For that reason alone, she tried again with Sophie.

‘For Father’s sake, I want tonight to go smoothly, so can we try to get along?’

Sophie stiffened. ‘If you’re talking about Father’s hospitalisation two weeks ago, I haven’t forgotten.’

Watching her father struggle to breathe with what the doctors had termed a cardiac event had terrified Eva. It’d been the catalyst that had forced her to accept Harry’s proposition.

‘He’s okay today, isn’t he?’ Despite her bitterness at her family’s treatment of her, she couldn’t help her concern for her remaining parent. Nor could she erase the secret yearning that the different version of the father she’d connected with very briefly after her mother’s death, the one who wasn’t an excess-loving megalomaniac who treated her as if she was an irritating inconvenience, hadn’t been a figment of her imagination.

‘He will be, once we get rid of the creditors threatening us with bankruptcy.’

Eva exhaled. There was no backing out; no secretly hoping that some other solution would present itself and save her from the sacrifice she was making.
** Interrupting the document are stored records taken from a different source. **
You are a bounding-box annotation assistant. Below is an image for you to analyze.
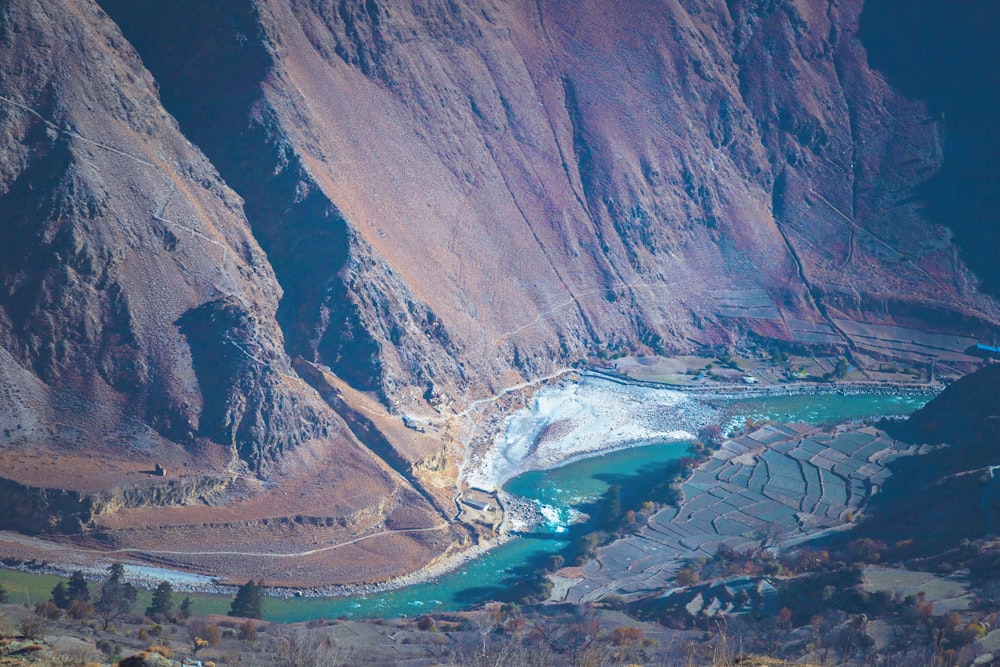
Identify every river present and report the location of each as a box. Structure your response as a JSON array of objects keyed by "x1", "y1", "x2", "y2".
[{"x1": 267, "y1": 392, "x2": 930, "y2": 622}]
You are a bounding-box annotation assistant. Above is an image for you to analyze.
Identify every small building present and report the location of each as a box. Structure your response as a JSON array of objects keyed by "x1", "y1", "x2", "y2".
[{"x1": 462, "y1": 498, "x2": 493, "y2": 512}]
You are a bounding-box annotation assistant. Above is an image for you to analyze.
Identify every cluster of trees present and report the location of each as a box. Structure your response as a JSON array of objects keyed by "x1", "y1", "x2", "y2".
[{"x1": 35, "y1": 563, "x2": 265, "y2": 630}]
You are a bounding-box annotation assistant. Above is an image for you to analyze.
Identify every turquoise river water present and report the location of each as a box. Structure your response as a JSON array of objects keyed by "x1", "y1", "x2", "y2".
[{"x1": 267, "y1": 393, "x2": 930, "y2": 622}]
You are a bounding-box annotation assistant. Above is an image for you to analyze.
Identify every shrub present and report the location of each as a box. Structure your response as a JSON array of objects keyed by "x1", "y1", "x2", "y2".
[
  {"x1": 238, "y1": 620, "x2": 257, "y2": 642},
  {"x1": 17, "y1": 614, "x2": 46, "y2": 639},
  {"x1": 35, "y1": 600, "x2": 62, "y2": 621},
  {"x1": 146, "y1": 644, "x2": 174, "y2": 659}
]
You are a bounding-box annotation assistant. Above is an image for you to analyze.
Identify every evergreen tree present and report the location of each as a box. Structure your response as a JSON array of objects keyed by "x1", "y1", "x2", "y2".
[
  {"x1": 52, "y1": 581, "x2": 69, "y2": 609},
  {"x1": 146, "y1": 581, "x2": 174, "y2": 620},
  {"x1": 599, "y1": 484, "x2": 622, "y2": 530},
  {"x1": 66, "y1": 570, "x2": 90, "y2": 602},
  {"x1": 229, "y1": 579, "x2": 264, "y2": 618},
  {"x1": 108, "y1": 563, "x2": 125, "y2": 584},
  {"x1": 94, "y1": 563, "x2": 139, "y2": 630}
]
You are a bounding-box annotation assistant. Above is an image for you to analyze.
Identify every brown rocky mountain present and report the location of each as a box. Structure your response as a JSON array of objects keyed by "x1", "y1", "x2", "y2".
[{"x1": 0, "y1": 0, "x2": 1000, "y2": 579}]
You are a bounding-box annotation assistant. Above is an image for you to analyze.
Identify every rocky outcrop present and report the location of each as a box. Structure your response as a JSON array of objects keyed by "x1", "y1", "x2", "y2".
[
  {"x1": 0, "y1": 0, "x2": 1000, "y2": 580},
  {"x1": 0, "y1": 475, "x2": 232, "y2": 535},
  {"x1": 101, "y1": 0, "x2": 998, "y2": 418}
]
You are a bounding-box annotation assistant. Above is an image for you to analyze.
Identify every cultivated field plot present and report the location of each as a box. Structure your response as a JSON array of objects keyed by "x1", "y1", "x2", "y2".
[{"x1": 566, "y1": 424, "x2": 927, "y2": 602}]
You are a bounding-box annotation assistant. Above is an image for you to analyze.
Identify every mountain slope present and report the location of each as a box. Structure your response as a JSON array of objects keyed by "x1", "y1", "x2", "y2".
[
  {"x1": 0, "y1": 0, "x2": 1000, "y2": 584},
  {"x1": 0, "y1": 0, "x2": 439, "y2": 575},
  {"x1": 102, "y1": 0, "x2": 997, "y2": 418}
]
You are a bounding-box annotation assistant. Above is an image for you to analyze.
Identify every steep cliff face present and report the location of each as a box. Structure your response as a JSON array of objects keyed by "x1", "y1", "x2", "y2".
[
  {"x1": 0, "y1": 0, "x2": 440, "y2": 516},
  {"x1": 0, "y1": 0, "x2": 1000, "y2": 580},
  {"x1": 861, "y1": 0, "x2": 1000, "y2": 296},
  {"x1": 102, "y1": 0, "x2": 997, "y2": 418}
]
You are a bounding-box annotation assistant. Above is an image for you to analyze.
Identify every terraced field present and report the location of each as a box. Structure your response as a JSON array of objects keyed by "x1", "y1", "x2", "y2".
[{"x1": 565, "y1": 424, "x2": 928, "y2": 602}]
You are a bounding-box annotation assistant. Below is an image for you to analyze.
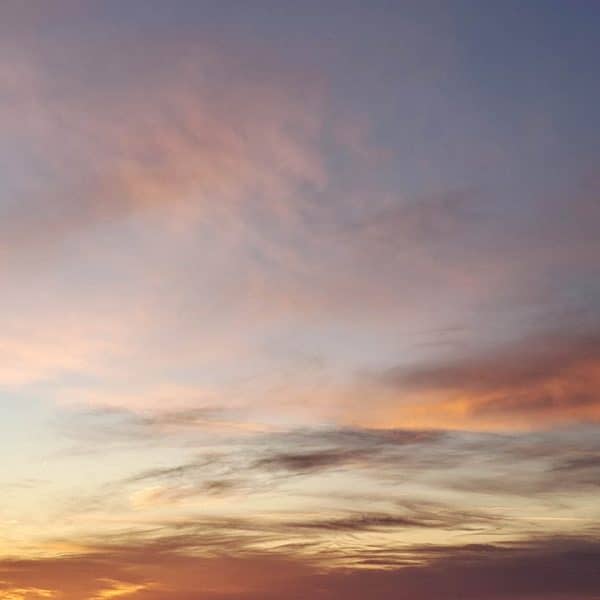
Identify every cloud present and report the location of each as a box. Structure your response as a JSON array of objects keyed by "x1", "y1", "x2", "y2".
[
  {"x1": 374, "y1": 332, "x2": 600, "y2": 429},
  {"x1": 0, "y1": 25, "x2": 325, "y2": 261},
  {"x1": 0, "y1": 538, "x2": 600, "y2": 600}
]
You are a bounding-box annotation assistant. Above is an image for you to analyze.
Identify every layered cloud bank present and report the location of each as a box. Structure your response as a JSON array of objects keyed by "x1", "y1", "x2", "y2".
[{"x1": 0, "y1": 0, "x2": 600, "y2": 600}]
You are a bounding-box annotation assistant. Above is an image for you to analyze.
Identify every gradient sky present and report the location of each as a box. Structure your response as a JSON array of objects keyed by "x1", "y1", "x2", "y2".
[{"x1": 0, "y1": 0, "x2": 600, "y2": 600}]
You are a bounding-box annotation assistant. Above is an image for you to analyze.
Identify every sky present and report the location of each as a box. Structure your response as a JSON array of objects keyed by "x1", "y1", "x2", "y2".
[{"x1": 0, "y1": 0, "x2": 600, "y2": 600}]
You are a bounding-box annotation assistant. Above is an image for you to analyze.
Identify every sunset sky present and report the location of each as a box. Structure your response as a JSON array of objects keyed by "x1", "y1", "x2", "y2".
[{"x1": 0, "y1": 0, "x2": 600, "y2": 600}]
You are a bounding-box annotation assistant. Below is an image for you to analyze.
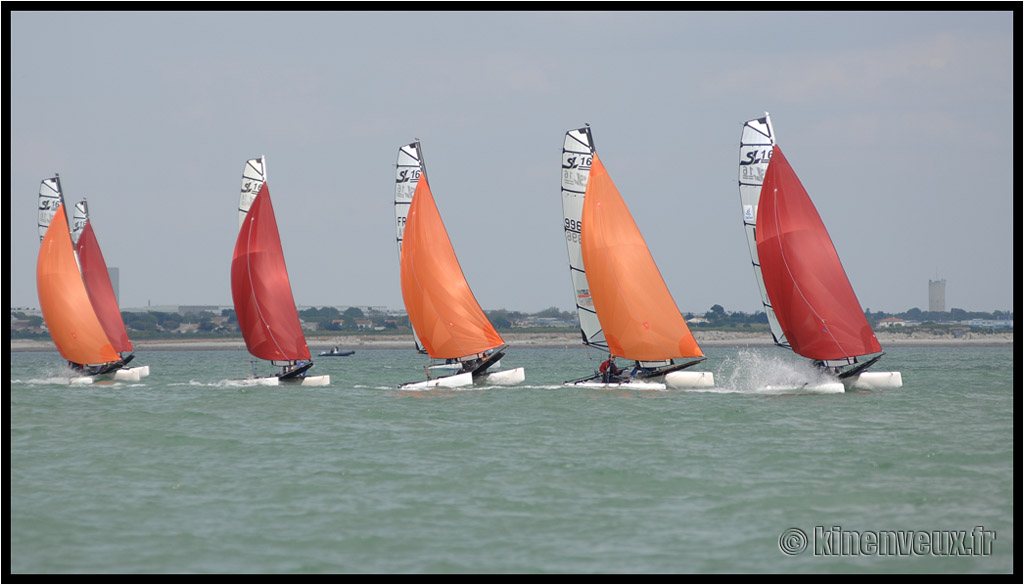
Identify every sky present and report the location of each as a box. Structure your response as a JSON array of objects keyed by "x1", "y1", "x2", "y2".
[{"x1": 6, "y1": 5, "x2": 1020, "y2": 314}]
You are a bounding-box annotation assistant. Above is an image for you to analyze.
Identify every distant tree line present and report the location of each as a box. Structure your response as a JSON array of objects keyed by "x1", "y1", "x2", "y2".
[{"x1": 10, "y1": 304, "x2": 1014, "y2": 339}]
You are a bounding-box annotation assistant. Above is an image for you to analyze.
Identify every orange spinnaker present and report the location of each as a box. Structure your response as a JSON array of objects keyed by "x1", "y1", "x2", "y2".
[
  {"x1": 400, "y1": 175, "x2": 504, "y2": 359},
  {"x1": 36, "y1": 205, "x2": 121, "y2": 365},
  {"x1": 581, "y1": 153, "x2": 703, "y2": 361}
]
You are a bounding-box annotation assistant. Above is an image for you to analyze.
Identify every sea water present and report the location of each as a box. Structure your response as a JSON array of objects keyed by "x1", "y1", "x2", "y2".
[{"x1": 7, "y1": 346, "x2": 1016, "y2": 574}]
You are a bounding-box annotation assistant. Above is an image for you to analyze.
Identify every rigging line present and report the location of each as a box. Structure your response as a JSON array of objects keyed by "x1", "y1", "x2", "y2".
[{"x1": 772, "y1": 187, "x2": 849, "y2": 356}]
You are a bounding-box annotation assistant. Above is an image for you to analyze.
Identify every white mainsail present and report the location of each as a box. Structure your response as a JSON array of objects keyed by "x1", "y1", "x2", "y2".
[
  {"x1": 239, "y1": 157, "x2": 266, "y2": 229},
  {"x1": 394, "y1": 141, "x2": 423, "y2": 351},
  {"x1": 71, "y1": 199, "x2": 89, "y2": 244},
  {"x1": 739, "y1": 112, "x2": 790, "y2": 347},
  {"x1": 562, "y1": 126, "x2": 608, "y2": 350},
  {"x1": 39, "y1": 174, "x2": 63, "y2": 242}
]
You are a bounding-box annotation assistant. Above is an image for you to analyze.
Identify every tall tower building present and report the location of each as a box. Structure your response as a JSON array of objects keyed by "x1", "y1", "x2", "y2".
[{"x1": 928, "y1": 279, "x2": 946, "y2": 312}]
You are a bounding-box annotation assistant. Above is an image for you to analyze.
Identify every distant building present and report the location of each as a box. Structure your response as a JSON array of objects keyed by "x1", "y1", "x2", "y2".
[
  {"x1": 879, "y1": 317, "x2": 906, "y2": 327},
  {"x1": 928, "y1": 280, "x2": 946, "y2": 312}
]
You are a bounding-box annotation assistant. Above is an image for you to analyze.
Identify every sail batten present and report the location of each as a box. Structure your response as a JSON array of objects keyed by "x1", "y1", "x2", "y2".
[
  {"x1": 396, "y1": 142, "x2": 504, "y2": 359},
  {"x1": 231, "y1": 158, "x2": 310, "y2": 362}
]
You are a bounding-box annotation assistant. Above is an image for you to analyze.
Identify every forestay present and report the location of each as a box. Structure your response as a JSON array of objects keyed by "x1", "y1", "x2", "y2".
[{"x1": 739, "y1": 113, "x2": 790, "y2": 347}]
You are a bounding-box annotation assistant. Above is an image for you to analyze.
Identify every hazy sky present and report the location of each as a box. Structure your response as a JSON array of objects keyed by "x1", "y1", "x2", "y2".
[{"x1": 7, "y1": 10, "x2": 1020, "y2": 312}]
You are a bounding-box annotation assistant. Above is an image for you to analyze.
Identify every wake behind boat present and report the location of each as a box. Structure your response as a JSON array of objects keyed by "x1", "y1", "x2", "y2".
[
  {"x1": 36, "y1": 174, "x2": 150, "y2": 384},
  {"x1": 231, "y1": 157, "x2": 331, "y2": 386},
  {"x1": 561, "y1": 125, "x2": 715, "y2": 388},
  {"x1": 394, "y1": 140, "x2": 525, "y2": 388},
  {"x1": 739, "y1": 114, "x2": 903, "y2": 389}
]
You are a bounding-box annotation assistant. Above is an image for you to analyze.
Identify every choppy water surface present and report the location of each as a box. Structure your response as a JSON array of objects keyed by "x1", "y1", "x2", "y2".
[{"x1": 8, "y1": 347, "x2": 1015, "y2": 574}]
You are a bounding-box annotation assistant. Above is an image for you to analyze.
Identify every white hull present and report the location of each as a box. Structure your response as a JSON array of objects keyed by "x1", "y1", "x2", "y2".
[
  {"x1": 114, "y1": 368, "x2": 141, "y2": 382},
  {"x1": 665, "y1": 371, "x2": 715, "y2": 388},
  {"x1": 398, "y1": 373, "x2": 473, "y2": 389},
  {"x1": 427, "y1": 364, "x2": 462, "y2": 377},
  {"x1": 564, "y1": 380, "x2": 668, "y2": 390},
  {"x1": 843, "y1": 372, "x2": 903, "y2": 390},
  {"x1": 475, "y1": 368, "x2": 526, "y2": 386},
  {"x1": 302, "y1": 375, "x2": 331, "y2": 386}
]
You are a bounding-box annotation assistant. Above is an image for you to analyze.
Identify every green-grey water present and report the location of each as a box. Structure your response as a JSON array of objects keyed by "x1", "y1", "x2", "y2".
[{"x1": 8, "y1": 347, "x2": 1016, "y2": 575}]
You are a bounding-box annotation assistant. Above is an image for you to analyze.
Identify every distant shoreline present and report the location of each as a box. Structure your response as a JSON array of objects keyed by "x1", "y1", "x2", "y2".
[{"x1": 10, "y1": 331, "x2": 1014, "y2": 357}]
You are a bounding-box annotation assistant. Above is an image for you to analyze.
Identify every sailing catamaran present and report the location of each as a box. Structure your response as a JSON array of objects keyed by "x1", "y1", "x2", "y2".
[
  {"x1": 561, "y1": 125, "x2": 715, "y2": 389},
  {"x1": 36, "y1": 174, "x2": 150, "y2": 383},
  {"x1": 231, "y1": 157, "x2": 331, "y2": 386},
  {"x1": 739, "y1": 114, "x2": 903, "y2": 391},
  {"x1": 394, "y1": 140, "x2": 525, "y2": 388}
]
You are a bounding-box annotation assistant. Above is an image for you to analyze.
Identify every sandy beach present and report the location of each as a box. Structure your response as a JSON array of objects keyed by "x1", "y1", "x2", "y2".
[{"x1": 10, "y1": 331, "x2": 1014, "y2": 356}]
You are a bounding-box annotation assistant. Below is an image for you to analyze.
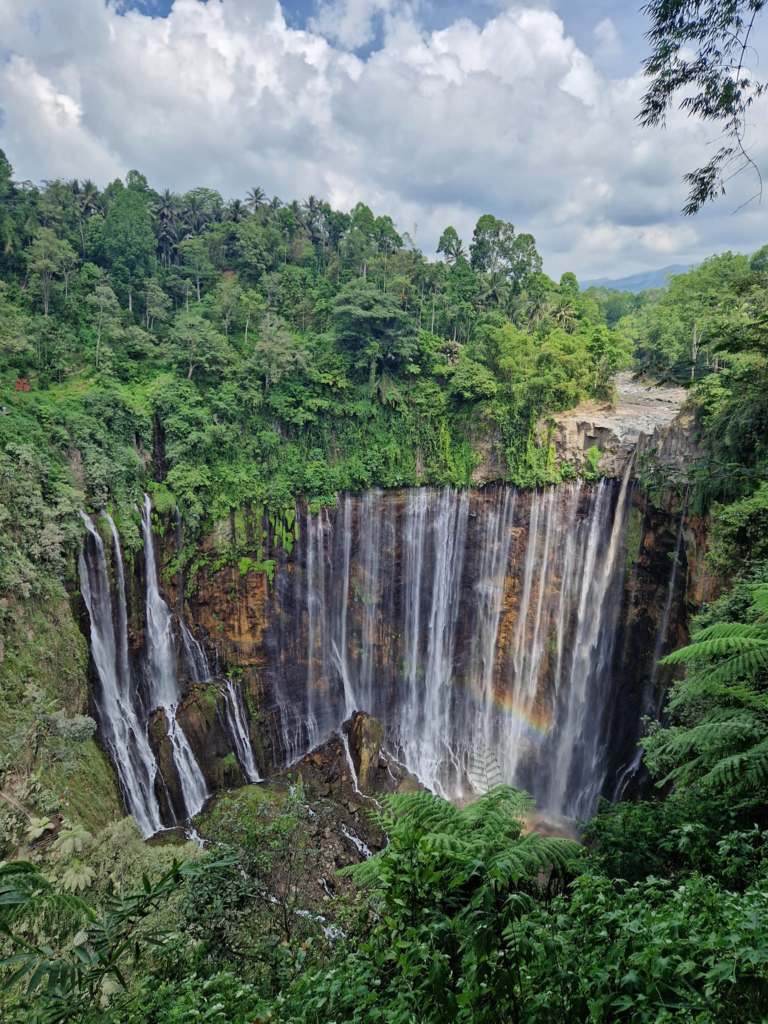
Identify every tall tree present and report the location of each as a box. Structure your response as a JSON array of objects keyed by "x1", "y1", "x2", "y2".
[
  {"x1": 101, "y1": 188, "x2": 157, "y2": 311},
  {"x1": 27, "y1": 227, "x2": 77, "y2": 316}
]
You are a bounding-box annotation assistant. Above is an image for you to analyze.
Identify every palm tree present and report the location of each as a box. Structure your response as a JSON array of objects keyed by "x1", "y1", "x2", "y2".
[
  {"x1": 478, "y1": 270, "x2": 511, "y2": 309},
  {"x1": 550, "y1": 295, "x2": 578, "y2": 334},
  {"x1": 224, "y1": 199, "x2": 248, "y2": 224},
  {"x1": 288, "y1": 199, "x2": 304, "y2": 227},
  {"x1": 182, "y1": 193, "x2": 210, "y2": 234},
  {"x1": 249, "y1": 185, "x2": 266, "y2": 213},
  {"x1": 525, "y1": 294, "x2": 549, "y2": 327},
  {"x1": 80, "y1": 178, "x2": 98, "y2": 218}
]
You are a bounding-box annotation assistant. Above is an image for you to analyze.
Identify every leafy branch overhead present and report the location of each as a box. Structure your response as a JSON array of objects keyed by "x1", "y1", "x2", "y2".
[{"x1": 639, "y1": 0, "x2": 766, "y2": 215}]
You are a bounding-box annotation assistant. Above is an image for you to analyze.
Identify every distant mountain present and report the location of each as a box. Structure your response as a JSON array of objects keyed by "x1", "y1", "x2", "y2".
[{"x1": 581, "y1": 263, "x2": 698, "y2": 294}]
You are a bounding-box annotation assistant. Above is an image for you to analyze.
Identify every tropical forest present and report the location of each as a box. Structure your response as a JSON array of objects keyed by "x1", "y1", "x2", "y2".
[{"x1": 0, "y1": 0, "x2": 768, "y2": 1024}]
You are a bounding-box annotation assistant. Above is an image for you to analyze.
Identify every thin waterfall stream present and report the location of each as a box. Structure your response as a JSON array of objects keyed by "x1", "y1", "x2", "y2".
[
  {"x1": 78, "y1": 512, "x2": 163, "y2": 836},
  {"x1": 267, "y1": 475, "x2": 651, "y2": 817},
  {"x1": 141, "y1": 495, "x2": 209, "y2": 818}
]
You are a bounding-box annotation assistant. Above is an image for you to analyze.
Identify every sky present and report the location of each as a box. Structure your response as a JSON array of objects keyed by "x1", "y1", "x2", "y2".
[{"x1": 0, "y1": 0, "x2": 768, "y2": 279}]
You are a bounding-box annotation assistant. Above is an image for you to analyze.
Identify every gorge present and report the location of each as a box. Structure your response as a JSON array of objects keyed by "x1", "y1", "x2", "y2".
[{"x1": 80, "y1": 438, "x2": 687, "y2": 835}]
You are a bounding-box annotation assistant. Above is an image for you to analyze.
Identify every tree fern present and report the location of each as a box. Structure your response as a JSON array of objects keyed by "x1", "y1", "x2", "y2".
[
  {"x1": 340, "y1": 785, "x2": 584, "y2": 885},
  {"x1": 645, "y1": 583, "x2": 768, "y2": 803}
]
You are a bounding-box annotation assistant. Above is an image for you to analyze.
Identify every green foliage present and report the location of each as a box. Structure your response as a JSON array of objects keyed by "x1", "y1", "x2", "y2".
[
  {"x1": 0, "y1": 861, "x2": 228, "y2": 1022},
  {"x1": 644, "y1": 580, "x2": 768, "y2": 807}
]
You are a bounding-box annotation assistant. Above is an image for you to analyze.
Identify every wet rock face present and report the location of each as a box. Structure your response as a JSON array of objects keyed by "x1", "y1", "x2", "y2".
[
  {"x1": 341, "y1": 712, "x2": 384, "y2": 793},
  {"x1": 82, "y1": 481, "x2": 706, "y2": 823}
]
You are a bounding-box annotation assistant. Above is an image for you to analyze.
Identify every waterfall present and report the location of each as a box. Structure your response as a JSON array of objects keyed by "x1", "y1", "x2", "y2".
[
  {"x1": 224, "y1": 679, "x2": 261, "y2": 782},
  {"x1": 141, "y1": 495, "x2": 209, "y2": 818},
  {"x1": 78, "y1": 512, "x2": 163, "y2": 836},
  {"x1": 179, "y1": 617, "x2": 261, "y2": 782},
  {"x1": 267, "y1": 479, "x2": 640, "y2": 816}
]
All avenues had been thoroughly explored—Eva had demanded to see the Pennington books herself and spent a day with the company’s accountants to verify that they were indeed in dire straits. Her father’s rash acquisition of The Spire had stretched the company to breaking point. Harry Fairfield was their last hope.

She unzipped the red dress, resisting the urge to crush it into a wrinkled pulp.

‘Do you need help?’ Sophie asked, although Eva sensed the offer wasn’t altruistic.

‘No, I can manage.’

The same way she’d managed after her mother’s death; through her father’s rejection and Sophie’s increasingly unreasonable behaviour; through the heartbreak of finding out about Zaccheo’s betrayal.

Sophie nodded briskly. ‘I’ll see you downstairs, then.’

Eva slipped on the dress, avoiding another look in the mirror when the first glimpse showed what she’d feared most. Her every curve was accentuated, with large swathes of flesh exposed. With shaky fingers she applied her lipstick and slipped her feet into matching platform heels.

Slipping the gold and red wrap around her shoulders, she finally glanced at her image.

Chin up, girl. It’s show time.

Eva wished the manageress of Siren were uttering the words, as she did every time before Eva stepped onto the stage.